Corte di Giustizia UE, sentenza del 29 febbraio 2024

Ph: David Shankbone - flickr

La Corte di giustizia Ue, nella causa C-222/22 (Bundesamt für Fremdenwesen und Asyl – Conversione religiosa successiva), afferma che una domanda di asilo basata su una conversione religiosa intervenuta dopo aver lasciato il paese di origine non può essere automaticamente respinta in quanto abusiva.

La vicenda

Un cittadino iraniano, la cui prima domanda di protezione internazionale è stata respinta dalle autorità austriache, ha presentato in Austria una nuova domanda (detta «domanda reiterata») di protezione internazionale. Egli ha affermato di essersi convertito nel frattempo al cristianesimo e temeva pertanto di essere perseguitato nel suo paese d’origine.

All’interessato è stato successivamente concesso il beneficio della protezione sussidiaria e un diritto di soggiorno temporaneo.

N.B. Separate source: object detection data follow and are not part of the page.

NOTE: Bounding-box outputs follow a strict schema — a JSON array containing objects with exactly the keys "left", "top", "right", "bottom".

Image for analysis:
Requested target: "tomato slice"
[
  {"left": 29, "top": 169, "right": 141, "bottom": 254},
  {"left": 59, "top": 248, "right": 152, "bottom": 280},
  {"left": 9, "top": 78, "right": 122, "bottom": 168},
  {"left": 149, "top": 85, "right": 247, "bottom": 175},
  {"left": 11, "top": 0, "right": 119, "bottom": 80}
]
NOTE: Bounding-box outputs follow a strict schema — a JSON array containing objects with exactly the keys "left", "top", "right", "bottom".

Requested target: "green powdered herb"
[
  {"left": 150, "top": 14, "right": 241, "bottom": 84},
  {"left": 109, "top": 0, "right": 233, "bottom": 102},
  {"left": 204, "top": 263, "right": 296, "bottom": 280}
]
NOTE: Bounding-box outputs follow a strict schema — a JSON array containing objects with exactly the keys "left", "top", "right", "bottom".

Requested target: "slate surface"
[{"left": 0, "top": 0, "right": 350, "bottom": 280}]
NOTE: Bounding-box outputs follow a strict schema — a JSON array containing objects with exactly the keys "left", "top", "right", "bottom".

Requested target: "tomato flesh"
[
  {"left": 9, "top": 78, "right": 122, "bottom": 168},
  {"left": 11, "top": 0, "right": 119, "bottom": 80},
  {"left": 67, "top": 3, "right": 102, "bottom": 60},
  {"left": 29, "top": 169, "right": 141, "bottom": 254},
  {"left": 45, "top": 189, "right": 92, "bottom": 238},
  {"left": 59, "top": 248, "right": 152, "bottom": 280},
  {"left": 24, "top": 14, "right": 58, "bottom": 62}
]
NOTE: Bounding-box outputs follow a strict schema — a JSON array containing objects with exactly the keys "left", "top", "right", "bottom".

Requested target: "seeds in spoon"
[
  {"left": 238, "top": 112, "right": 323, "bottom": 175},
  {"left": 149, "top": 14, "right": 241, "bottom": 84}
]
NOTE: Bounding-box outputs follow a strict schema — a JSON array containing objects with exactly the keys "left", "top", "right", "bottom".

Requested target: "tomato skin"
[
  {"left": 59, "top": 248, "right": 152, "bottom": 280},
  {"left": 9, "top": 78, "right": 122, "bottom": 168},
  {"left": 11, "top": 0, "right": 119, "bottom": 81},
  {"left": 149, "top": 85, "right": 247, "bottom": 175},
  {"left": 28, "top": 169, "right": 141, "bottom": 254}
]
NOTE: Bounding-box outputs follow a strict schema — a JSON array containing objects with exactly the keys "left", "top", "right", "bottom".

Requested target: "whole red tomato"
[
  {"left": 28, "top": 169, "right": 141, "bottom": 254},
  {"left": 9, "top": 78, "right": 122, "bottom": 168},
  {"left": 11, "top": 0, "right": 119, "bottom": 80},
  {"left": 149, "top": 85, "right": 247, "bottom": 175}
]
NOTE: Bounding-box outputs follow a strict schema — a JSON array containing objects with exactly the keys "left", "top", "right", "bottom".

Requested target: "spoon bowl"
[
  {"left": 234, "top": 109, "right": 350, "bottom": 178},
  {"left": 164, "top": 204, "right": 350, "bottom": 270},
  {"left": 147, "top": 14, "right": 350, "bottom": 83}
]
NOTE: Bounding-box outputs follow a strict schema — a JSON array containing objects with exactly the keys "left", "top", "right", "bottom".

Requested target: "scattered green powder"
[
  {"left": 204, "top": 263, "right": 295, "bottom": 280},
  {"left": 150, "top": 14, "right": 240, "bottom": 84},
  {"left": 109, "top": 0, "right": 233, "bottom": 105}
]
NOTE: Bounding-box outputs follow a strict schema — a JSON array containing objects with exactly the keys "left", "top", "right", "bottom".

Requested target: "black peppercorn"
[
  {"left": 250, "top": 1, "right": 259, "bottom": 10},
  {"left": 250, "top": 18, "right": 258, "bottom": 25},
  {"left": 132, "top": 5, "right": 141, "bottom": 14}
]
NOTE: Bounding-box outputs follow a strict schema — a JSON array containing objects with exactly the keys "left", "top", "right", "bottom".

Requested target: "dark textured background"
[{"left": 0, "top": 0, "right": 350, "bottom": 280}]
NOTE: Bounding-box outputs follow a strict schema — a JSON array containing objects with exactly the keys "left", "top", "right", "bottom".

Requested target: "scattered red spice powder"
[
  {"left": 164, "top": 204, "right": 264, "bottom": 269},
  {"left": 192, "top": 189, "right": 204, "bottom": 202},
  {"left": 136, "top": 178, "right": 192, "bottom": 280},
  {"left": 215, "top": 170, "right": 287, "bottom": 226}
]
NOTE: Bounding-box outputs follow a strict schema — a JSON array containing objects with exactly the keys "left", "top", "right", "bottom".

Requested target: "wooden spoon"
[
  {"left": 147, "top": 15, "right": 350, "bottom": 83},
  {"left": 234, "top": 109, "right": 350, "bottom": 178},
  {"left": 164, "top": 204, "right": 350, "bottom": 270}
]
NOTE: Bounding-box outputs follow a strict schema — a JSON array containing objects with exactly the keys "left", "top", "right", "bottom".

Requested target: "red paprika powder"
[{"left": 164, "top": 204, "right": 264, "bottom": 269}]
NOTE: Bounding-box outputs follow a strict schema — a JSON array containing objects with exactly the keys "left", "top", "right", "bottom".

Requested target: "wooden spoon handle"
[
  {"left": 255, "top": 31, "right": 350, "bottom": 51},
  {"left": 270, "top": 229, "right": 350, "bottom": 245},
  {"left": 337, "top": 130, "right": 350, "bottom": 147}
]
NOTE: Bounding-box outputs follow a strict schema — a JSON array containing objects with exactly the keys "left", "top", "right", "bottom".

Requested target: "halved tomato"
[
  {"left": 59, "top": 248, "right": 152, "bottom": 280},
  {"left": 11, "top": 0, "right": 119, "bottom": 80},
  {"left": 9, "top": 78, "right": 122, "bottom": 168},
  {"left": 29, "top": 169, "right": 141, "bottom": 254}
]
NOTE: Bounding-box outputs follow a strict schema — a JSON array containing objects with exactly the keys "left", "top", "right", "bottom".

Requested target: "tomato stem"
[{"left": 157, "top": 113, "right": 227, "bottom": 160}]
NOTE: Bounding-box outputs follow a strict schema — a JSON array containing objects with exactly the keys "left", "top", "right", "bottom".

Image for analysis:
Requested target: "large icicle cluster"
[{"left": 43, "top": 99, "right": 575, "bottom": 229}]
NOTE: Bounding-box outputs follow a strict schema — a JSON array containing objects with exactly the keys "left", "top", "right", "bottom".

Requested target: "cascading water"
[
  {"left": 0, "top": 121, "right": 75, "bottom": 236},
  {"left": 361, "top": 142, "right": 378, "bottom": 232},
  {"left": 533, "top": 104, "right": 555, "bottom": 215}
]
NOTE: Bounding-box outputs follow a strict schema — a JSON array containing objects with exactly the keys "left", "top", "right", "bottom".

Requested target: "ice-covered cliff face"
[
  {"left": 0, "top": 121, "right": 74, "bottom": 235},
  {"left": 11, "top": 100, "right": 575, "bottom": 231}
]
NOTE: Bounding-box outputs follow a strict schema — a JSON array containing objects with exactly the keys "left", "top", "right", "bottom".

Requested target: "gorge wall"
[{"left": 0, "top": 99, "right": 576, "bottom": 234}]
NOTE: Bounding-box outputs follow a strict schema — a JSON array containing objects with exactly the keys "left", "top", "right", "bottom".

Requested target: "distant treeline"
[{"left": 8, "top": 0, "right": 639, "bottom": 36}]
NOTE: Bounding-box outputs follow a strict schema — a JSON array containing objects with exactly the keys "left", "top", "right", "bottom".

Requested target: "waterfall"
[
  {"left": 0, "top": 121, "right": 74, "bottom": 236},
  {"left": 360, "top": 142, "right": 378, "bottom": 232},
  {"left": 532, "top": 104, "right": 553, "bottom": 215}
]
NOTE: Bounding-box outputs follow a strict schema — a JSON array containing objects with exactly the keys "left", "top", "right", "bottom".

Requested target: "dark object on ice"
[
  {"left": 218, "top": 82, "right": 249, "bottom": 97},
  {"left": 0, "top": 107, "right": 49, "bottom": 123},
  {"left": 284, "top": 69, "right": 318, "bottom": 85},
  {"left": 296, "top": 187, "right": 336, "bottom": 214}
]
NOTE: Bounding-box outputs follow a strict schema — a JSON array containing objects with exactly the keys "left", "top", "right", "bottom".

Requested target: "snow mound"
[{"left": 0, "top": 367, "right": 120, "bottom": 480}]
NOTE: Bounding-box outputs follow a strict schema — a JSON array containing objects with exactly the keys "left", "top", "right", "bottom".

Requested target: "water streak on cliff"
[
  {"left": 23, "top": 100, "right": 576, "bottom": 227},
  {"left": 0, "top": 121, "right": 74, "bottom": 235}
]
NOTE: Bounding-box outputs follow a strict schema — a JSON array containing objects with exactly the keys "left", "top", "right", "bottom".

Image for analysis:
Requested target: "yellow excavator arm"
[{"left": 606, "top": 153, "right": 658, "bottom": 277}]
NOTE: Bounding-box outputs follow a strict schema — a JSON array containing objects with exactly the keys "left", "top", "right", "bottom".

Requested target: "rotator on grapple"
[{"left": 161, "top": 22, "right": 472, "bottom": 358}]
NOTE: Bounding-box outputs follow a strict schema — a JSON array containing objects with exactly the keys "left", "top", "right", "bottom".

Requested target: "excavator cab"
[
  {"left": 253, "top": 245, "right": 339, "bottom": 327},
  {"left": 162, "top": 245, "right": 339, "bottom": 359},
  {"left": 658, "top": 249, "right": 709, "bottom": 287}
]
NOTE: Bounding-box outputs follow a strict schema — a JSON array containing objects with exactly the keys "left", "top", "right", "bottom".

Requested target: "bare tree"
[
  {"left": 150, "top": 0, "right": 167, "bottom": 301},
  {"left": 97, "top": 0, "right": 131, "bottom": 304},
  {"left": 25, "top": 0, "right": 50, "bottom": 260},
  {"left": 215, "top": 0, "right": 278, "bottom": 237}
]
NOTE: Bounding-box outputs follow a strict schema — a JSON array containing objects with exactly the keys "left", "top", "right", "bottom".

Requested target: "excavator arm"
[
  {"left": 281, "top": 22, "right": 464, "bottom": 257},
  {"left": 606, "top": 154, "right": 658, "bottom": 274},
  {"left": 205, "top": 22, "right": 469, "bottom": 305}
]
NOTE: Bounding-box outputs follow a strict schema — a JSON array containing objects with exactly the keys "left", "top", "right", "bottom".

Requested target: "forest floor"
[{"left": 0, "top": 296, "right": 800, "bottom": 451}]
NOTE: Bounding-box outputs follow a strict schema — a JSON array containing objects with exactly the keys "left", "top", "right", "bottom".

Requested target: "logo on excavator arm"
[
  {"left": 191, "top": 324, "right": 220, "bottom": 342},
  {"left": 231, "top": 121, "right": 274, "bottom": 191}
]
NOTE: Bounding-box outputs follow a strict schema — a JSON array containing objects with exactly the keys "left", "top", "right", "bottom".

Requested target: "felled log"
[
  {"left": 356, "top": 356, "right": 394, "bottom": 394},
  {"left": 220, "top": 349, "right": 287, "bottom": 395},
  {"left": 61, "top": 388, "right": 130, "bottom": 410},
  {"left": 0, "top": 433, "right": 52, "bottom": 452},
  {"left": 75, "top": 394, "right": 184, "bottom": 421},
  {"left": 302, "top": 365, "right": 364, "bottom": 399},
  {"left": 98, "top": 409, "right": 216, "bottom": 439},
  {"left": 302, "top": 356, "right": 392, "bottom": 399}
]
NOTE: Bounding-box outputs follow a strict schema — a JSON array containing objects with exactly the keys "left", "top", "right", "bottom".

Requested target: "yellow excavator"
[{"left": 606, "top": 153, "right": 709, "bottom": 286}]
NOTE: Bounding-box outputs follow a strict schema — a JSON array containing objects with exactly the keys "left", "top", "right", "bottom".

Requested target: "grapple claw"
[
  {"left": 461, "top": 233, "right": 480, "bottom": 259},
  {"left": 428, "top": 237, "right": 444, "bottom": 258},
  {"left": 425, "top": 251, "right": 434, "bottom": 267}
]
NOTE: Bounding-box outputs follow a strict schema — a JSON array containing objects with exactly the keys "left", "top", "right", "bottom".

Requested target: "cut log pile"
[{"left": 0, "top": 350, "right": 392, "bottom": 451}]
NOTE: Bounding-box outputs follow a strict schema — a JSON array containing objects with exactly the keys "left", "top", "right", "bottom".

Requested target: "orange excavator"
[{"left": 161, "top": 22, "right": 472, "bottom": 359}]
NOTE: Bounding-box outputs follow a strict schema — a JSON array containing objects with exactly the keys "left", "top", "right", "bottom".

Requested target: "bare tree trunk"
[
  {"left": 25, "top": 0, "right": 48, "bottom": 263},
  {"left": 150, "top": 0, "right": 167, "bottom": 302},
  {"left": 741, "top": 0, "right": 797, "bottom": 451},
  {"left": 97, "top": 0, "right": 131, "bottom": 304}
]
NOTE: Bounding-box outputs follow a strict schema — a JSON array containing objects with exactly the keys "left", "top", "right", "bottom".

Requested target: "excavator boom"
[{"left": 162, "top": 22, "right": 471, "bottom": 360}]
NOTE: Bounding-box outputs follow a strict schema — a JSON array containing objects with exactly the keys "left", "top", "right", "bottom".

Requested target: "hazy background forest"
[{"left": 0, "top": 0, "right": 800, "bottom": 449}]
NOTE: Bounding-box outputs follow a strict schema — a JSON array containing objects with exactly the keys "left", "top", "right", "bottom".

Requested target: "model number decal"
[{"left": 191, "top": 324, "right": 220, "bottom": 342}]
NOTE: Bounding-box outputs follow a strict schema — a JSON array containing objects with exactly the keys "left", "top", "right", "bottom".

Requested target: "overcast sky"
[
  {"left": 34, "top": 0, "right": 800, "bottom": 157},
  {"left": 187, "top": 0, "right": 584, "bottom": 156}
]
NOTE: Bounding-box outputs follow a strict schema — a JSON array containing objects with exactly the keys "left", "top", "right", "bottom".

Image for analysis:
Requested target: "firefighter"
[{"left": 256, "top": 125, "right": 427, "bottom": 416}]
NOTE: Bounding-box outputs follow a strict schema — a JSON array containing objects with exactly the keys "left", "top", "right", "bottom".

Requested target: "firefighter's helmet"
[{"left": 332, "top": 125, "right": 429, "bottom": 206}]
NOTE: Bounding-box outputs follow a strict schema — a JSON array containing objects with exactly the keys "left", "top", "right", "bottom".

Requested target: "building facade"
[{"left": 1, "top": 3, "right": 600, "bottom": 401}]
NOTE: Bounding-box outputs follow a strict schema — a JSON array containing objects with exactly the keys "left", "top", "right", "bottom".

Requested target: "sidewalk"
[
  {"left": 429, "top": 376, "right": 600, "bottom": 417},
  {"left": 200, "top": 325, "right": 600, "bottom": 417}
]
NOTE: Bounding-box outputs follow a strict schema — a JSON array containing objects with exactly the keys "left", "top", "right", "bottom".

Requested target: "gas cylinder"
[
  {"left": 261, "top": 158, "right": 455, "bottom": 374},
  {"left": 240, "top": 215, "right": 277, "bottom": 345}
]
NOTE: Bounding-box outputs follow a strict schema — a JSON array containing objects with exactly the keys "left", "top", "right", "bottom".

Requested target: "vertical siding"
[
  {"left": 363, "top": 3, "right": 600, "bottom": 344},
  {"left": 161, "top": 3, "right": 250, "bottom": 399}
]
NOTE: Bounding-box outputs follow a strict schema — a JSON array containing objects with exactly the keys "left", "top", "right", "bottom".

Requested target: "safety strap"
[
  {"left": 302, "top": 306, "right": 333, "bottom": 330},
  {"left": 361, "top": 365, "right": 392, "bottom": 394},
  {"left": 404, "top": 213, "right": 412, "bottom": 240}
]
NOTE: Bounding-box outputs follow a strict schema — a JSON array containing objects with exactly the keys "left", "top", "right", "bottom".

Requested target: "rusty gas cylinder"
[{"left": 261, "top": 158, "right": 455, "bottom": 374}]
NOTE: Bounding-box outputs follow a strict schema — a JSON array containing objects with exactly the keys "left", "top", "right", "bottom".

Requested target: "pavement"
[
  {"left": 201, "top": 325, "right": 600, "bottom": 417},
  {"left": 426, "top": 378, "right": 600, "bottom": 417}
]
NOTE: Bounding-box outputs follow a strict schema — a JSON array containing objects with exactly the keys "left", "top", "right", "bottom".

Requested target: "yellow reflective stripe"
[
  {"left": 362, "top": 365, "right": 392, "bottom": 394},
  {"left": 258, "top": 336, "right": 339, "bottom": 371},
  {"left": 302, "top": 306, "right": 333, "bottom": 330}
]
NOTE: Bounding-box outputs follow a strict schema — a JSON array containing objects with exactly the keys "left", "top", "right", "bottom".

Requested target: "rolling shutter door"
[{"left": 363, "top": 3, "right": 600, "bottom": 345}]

Infatti, le autorità austriache hanno constatato che egli aveva dimostrato in modo credibile di essersi convertito «per intima convinzione» al cristianesimo in Austria e che praticava attivamente tale religione. Per questo motivo, egli correva il rischio di essere esposto, in caso di ritorno nel suo paese d’origine, ad una persecuzione individuale.

Per contro, le autorità austriache hanno rifiutato di riconoscere all’interessato lo status di rifugiato. Infatti, il diritto austriaco subordina il riconoscimento dello status di rifugiato a seguito di una domanda reiterata alla condizione che la nuova circostanza determinata dall’interessato stesso costituisca l’espressione e la continuazione di una convinzione già manifestata nel paese di origine. La Corte amministrativa austriaca chiede alla Corte di giustizia se tale condizione sia compatibile con la direttiva «qualifiche». La Corte risponde in senso negativo.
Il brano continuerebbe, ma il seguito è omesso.